Not so long ago, it would have been a bizarre novelty if Stephen Malkmus had tried his hand at a sonata, or if Interpol had staged an evening-length multimedia work at Lincoln Center. But concert music needed to loosen up once the old divisions became almost absurd to maintain, and indie bands—well, as their industry collapsed, they needed money, and some had reached a level of professionalism that easily upscaled. Now we don’t think twice about Bryce Dessner, Annie Clark, Julia Holter, or Hamilton Leithauser splitting time between hang-out and sit-down shows. Why shouldn’t David Longstreth?

Dirty Projectors seem ideally suited to this kind of thing. They distinguished themselves with complex time signatures, mosaic vocal techniques, nonlinear structures, and ambiguous tonality—sweetly coated, sour-centered. Their magpie psych-pop has often snagged bits of classical in its darting path. Yet Song of the Earth, Longstreth’s first major piece for a large ensemble, shows how different writing an hour of concert music is from writing an hour of songs. It’s a challenging, arduous, fitfully rewarding work that favors density and creativity at the expense of clarity and continuity—long music for short attention spans.

Song of the Earth was commissioned by the Berlin-based chamber orchestra s t a r g a z e, conducted by André de Ridder. Though named after Mahler’s song cycle Das Lied Von Der Erde, the album evokes late-’60s auteurs like Brian Wilson, Van Dyke Parks, and Scott Walker, their juiced-up harmonies and huge, shivery arrangements swirled into the nervy minimalist brew of contemporary chamber music. Longstreth has said he wrote the first draft in six “manic” weeks, disoriented by the new pandemic and new fatherhood, and that really is the best word. With 24 tracks, often subdivided into little cubicles, it’s a long hour that keeps starting over. Dirty Projectors’ Felicia Douglass, Maia Friedman, and Olga Bell contribute a lot, and guests like Phil Elverum and Steve Lacy are in there somewhere. It’s probably best in concert, for which it was designed. But at home, it’s nearly monotonous in its restless variety.
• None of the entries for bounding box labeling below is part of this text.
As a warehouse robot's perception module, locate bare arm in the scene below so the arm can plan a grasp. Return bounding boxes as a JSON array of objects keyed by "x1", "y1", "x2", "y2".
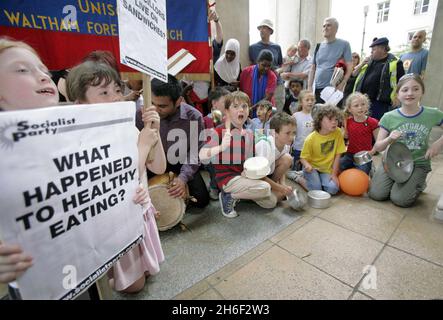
[
  {"x1": 281, "y1": 72, "x2": 309, "y2": 81},
  {"x1": 308, "y1": 64, "x2": 316, "y2": 91},
  {"x1": 198, "y1": 127, "x2": 231, "y2": 161},
  {"x1": 300, "y1": 158, "x2": 314, "y2": 173},
  {"x1": 146, "y1": 139, "x2": 166, "y2": 174},
  {"x1": 337, "y1": 62, "x2": 353, "y2": 91},
  {"x1": 425, "y1": 124, "x2": 443, "y2": 159}
]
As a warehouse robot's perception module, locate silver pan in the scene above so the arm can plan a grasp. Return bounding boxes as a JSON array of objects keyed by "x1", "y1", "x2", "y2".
[{"x1": 382, "y1": 142, "x2": 414, "y2": 183}]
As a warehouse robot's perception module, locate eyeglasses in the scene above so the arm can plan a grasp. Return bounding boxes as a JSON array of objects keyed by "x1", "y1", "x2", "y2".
[{"x1": 398, "y1": 73, "x2": 421, "y2": 81}]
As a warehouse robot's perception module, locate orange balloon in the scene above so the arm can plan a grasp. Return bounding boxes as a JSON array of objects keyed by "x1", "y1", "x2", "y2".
[{"x1": 338, "y1": 168, "x2": 369, "y2": 196}]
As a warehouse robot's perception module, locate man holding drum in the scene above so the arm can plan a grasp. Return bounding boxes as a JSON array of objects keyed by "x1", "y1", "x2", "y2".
[{"x1": 143, "y1": 75, "x2": 209, "y2": 208}]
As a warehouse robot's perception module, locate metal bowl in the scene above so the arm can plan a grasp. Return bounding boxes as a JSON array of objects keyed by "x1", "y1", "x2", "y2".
[
  {"x1": 286, "y1": 189, "x2": 308, "y2": 211},
  {"x1": 308, "y1": 190, "x2": 331, "y2": 209},
  {"x1": 382, "y1": 142, "x2": 414, "y2": 183},
  {"x1": 354, "y1": 151, "x2": 372, "y2": 166}
]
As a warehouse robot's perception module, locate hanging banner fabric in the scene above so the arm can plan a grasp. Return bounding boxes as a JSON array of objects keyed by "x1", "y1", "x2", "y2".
[{"x1": 0, "y1": 0, "x2": 212, "y2": 73}]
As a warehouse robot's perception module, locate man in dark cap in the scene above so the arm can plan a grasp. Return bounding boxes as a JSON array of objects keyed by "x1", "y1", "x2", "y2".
[{"x1": 354, "y1": 37, "x2": 405, "y2": 120}]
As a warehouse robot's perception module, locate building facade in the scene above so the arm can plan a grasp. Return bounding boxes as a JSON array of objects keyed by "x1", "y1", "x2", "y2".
[{"x1": 331, "y1": 0, "x2": 438, "y2": 55}]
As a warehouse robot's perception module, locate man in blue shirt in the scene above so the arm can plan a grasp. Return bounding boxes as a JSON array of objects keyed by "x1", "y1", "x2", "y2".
[
  {"x1": 400, "y1": 30, "x2": 428, "y2": 78},
  {"x1": 249, "y1": 19, "x2": 285, "y2": 111}
]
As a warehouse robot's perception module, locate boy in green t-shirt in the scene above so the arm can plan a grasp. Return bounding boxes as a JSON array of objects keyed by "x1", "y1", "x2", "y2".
[{"x1": 369, "y1": 74, "x2": 443, "y2": 207}]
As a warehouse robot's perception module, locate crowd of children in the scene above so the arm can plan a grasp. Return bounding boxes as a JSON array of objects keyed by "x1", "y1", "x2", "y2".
[{"x1": 0, "y1": 35, "x2": 443, "y2": 300}]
Though the overall picture is blurry, the individual parts can sound good, with a few exceptions: “Gimme Bread” is an early primer on the album’s unique mess and excess. As Longstreth croons under his range, there’s a Pet Sounds-y part, then a harp freakout with people chanting, then a riffy part, all before the menacing Pharoahe Monch-style horns burst in, taking the climactic insight about bread a little too seriously. In “Uninhabitable Earth, Paragraph One,” Longstreth sings an extract from a climate journalist’s book verbatim, which seems like a cool thing to try before instantly seeing why it doesn’t work well at all, let alone with a little gospel-rap prelude.